What was the fallout?
There was a scramble to increase supplies and reroute fuels to where they were needed — efforts that met with limited success. The EU phased in a partial ban on Russian oil and bought more liquified natural gas on world markets to wean itself off of Russian gas pipelines, which accounted for 40% of supply. By mid-June, Russia, for its part, had cut off gas flows to four EU countries. US President Joe Biden’s administration asked oil refineries about the feasibility of bringing back mothballed capacity. There were other responses as well: To cool the surge in inflation the US Federal Reserve and its counterparts were expected to crank up interest rates in the most aggressive monetary policy tightening cycle in decades (China and Japan were exceptions). That won’t bring energy costs down right away, but the aim is to slow economic growth to such an extent that inflation fizzles out.
Could it drag on?
By early June, there was no sign of an end to what had become a grinding, bloody war in Ukraine and little hope for big boosts in energy production, with the oil-rich OPEC nations agreeing to only a modest increase in oil output. The price of the West Texas Intermediate oil futures contract climbed above $120 a barrel, and a potential post-pandemic resurgence in consumption in China, the world’s biggest crude importer, threatened to add even more upward pressure. JPMorgan Chase & Co. Chief Executive Officer Jamie Dimon said that oil had the potential to hit $150 or $175 a barrel and that the bank was bracing itself for an economic “hurricane.”

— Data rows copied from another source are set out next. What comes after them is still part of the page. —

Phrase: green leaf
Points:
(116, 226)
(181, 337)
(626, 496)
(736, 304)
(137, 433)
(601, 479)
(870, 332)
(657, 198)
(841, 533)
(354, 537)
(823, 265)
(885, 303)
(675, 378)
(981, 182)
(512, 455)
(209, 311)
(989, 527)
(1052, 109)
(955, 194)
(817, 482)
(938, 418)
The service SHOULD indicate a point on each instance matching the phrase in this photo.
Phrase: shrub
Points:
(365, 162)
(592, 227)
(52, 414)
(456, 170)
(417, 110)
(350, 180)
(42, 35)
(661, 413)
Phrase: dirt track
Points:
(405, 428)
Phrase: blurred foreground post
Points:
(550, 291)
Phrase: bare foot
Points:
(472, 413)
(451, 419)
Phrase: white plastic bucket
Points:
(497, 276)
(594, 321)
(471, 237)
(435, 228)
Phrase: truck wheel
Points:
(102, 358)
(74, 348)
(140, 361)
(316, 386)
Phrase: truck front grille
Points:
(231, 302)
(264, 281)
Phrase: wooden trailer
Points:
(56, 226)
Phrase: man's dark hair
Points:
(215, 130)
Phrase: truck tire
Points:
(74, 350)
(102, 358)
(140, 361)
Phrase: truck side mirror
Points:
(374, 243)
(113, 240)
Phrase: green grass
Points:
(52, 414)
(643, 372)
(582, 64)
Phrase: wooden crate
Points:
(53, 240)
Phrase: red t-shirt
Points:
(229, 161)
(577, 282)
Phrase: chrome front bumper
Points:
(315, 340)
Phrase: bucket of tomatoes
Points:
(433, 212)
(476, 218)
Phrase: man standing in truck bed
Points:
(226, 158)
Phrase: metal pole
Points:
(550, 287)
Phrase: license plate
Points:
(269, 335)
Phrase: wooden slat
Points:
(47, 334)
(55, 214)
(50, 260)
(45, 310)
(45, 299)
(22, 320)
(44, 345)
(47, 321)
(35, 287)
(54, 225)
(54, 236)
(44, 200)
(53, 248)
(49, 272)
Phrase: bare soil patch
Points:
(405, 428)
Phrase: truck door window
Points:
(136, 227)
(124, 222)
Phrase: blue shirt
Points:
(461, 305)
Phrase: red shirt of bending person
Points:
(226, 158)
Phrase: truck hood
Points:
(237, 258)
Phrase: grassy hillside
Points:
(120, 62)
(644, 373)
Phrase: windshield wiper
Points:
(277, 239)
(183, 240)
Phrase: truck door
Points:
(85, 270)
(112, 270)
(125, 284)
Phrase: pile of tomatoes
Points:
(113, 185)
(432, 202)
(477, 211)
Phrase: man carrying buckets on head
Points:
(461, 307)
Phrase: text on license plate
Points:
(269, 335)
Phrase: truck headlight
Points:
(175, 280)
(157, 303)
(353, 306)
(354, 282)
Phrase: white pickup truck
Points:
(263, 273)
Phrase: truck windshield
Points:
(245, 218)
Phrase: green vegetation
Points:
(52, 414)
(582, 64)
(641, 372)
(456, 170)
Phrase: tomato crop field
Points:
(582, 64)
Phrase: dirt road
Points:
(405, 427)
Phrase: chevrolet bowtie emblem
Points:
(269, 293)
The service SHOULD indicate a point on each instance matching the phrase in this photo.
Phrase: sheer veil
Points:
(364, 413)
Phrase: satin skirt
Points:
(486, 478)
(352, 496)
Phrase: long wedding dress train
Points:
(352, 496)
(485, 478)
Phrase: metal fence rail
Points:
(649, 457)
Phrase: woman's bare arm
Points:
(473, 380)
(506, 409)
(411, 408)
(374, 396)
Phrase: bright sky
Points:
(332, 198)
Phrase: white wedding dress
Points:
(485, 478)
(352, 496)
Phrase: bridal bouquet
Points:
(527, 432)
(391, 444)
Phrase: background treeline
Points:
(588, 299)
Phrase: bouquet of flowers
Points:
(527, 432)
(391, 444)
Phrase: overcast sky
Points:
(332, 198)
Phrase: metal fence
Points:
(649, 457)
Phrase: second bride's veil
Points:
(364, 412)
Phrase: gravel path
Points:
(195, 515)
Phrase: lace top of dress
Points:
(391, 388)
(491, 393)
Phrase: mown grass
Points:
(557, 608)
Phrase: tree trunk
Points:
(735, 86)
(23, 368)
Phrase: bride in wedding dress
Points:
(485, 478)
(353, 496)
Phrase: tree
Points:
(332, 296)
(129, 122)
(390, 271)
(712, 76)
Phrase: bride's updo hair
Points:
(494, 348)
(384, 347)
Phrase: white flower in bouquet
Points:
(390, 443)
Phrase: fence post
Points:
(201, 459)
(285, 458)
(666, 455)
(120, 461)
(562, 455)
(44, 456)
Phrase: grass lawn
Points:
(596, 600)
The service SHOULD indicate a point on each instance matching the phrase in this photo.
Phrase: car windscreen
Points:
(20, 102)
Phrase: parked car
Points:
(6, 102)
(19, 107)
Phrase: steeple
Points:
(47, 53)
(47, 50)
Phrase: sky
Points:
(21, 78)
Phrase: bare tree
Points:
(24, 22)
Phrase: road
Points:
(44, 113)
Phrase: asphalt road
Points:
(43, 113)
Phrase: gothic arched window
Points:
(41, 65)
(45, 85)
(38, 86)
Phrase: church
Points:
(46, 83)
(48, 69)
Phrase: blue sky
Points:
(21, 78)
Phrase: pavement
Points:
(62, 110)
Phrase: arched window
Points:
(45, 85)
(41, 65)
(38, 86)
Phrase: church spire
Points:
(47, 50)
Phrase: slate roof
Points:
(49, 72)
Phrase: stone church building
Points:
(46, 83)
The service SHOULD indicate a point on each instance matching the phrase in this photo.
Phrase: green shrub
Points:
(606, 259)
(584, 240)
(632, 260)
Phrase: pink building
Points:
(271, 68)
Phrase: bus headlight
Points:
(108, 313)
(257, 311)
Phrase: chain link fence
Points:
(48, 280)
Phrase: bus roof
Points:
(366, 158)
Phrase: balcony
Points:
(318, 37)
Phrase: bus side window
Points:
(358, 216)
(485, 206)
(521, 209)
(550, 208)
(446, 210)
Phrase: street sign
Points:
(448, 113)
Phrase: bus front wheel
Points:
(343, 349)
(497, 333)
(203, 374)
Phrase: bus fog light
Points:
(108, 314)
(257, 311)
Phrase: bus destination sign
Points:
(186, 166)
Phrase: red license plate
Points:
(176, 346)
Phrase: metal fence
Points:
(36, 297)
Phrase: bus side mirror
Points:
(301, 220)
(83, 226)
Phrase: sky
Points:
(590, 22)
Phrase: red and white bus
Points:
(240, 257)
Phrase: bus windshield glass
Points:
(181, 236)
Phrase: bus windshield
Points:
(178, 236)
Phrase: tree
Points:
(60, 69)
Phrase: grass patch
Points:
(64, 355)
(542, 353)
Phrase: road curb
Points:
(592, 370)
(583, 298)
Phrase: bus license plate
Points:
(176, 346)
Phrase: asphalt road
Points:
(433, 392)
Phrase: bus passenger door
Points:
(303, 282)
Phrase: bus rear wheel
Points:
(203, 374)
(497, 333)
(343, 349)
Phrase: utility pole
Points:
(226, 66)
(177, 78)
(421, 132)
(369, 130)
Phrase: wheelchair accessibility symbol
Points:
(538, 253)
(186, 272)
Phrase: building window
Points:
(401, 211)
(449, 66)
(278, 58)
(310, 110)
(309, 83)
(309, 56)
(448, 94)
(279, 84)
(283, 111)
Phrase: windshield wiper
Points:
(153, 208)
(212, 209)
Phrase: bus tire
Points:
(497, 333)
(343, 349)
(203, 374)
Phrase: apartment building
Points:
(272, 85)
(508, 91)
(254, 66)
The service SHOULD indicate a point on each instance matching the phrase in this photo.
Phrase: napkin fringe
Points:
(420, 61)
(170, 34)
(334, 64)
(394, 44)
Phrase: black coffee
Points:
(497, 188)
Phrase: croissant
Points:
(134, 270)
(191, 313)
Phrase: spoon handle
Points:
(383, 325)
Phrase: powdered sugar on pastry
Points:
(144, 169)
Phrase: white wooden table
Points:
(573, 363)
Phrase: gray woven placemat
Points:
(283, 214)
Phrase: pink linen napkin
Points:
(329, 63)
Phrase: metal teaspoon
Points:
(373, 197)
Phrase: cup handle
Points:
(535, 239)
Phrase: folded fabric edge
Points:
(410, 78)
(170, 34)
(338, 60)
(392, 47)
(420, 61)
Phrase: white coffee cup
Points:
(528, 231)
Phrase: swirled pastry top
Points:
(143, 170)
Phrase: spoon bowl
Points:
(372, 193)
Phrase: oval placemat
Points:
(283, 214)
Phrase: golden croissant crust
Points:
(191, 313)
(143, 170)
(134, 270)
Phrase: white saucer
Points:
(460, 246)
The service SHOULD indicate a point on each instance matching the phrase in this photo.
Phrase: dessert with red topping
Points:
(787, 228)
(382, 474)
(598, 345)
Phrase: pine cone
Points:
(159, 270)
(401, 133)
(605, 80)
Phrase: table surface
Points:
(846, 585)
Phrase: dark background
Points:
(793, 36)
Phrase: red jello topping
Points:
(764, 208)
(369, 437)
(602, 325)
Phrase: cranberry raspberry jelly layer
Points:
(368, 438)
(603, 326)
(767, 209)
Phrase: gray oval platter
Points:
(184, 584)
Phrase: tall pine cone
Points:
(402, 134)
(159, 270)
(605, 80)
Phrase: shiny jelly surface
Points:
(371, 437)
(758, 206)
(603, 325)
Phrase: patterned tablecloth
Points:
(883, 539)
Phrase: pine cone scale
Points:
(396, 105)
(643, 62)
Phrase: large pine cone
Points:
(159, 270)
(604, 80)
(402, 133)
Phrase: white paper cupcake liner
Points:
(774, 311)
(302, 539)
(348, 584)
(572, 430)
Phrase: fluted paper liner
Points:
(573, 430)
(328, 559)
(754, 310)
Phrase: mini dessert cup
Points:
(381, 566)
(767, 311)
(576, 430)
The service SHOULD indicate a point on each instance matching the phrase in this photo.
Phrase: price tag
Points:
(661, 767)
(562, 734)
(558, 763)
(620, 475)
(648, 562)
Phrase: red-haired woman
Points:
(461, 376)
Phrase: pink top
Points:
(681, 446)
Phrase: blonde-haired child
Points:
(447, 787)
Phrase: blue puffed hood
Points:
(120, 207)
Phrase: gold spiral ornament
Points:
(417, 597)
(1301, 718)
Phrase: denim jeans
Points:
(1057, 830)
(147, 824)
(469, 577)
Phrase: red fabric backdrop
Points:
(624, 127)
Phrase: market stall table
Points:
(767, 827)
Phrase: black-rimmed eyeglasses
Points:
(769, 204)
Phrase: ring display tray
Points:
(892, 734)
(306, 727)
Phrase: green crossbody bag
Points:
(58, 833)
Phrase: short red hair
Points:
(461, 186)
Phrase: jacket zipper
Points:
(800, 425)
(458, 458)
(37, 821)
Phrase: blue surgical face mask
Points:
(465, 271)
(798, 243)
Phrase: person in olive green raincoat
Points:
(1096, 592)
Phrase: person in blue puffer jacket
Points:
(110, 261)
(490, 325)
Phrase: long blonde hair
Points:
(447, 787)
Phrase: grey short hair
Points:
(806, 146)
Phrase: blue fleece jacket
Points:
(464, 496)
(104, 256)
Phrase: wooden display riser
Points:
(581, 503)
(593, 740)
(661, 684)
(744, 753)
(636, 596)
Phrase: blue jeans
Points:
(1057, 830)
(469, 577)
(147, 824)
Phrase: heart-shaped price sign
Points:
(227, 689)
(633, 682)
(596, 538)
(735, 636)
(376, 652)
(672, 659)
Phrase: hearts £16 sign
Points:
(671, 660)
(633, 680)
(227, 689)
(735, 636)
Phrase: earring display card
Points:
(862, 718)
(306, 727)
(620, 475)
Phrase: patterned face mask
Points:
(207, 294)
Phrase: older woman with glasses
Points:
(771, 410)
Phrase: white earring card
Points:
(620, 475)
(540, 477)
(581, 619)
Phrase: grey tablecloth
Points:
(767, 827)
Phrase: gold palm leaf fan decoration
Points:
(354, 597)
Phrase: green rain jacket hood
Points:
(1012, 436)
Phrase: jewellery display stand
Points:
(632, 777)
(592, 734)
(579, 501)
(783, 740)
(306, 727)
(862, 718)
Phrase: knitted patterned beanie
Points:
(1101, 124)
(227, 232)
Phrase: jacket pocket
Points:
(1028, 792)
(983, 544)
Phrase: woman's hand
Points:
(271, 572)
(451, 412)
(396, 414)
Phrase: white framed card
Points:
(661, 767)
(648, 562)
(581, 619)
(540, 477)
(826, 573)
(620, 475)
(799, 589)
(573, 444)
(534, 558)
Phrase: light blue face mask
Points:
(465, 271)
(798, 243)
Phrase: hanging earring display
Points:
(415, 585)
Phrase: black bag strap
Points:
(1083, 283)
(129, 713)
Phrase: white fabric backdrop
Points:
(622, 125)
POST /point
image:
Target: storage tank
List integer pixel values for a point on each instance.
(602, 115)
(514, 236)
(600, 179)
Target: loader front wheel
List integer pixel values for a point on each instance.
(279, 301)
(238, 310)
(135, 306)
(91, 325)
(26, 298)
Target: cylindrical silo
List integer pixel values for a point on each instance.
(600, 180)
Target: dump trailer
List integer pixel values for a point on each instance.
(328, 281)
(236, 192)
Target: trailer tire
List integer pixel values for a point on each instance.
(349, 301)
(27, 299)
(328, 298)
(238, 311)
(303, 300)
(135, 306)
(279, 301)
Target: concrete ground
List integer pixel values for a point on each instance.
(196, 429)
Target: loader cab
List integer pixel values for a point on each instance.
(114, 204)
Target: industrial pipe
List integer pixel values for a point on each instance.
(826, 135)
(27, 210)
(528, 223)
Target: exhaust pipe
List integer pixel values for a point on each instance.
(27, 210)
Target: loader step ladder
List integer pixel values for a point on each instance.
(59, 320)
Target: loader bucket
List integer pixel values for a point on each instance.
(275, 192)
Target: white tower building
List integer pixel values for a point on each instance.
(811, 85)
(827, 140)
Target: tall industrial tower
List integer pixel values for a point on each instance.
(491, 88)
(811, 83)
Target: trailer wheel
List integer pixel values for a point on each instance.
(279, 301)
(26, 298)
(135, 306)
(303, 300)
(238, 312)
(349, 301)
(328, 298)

How does this compare with previous shocks?
The vault in prices is comparable to history’s two most famous oil shocks: the 1973 Arab-Israeli war, which led many crude producers to refuse to sell to countries that supported Israel, and the revolution in Iran six years later that for a time cut out about 7% of global crude supply. But there are differences: Economic growth isn’t as closely linked with oil as it was in the 1970s — output is much less energy-intensive than it was back then. Fracking shale has made the US the world’s biggest producer of oil and gas, bringing America much closer to the energy independence it pursued after gasoline shortages hit home in the 1970s. Still, the crisis was a reminder that the world remains reliant on fossil fuels for more than three-quarters of its energy, a state of affairs that’s likely to endure for decades, even as some countries speed up their investment in renewables.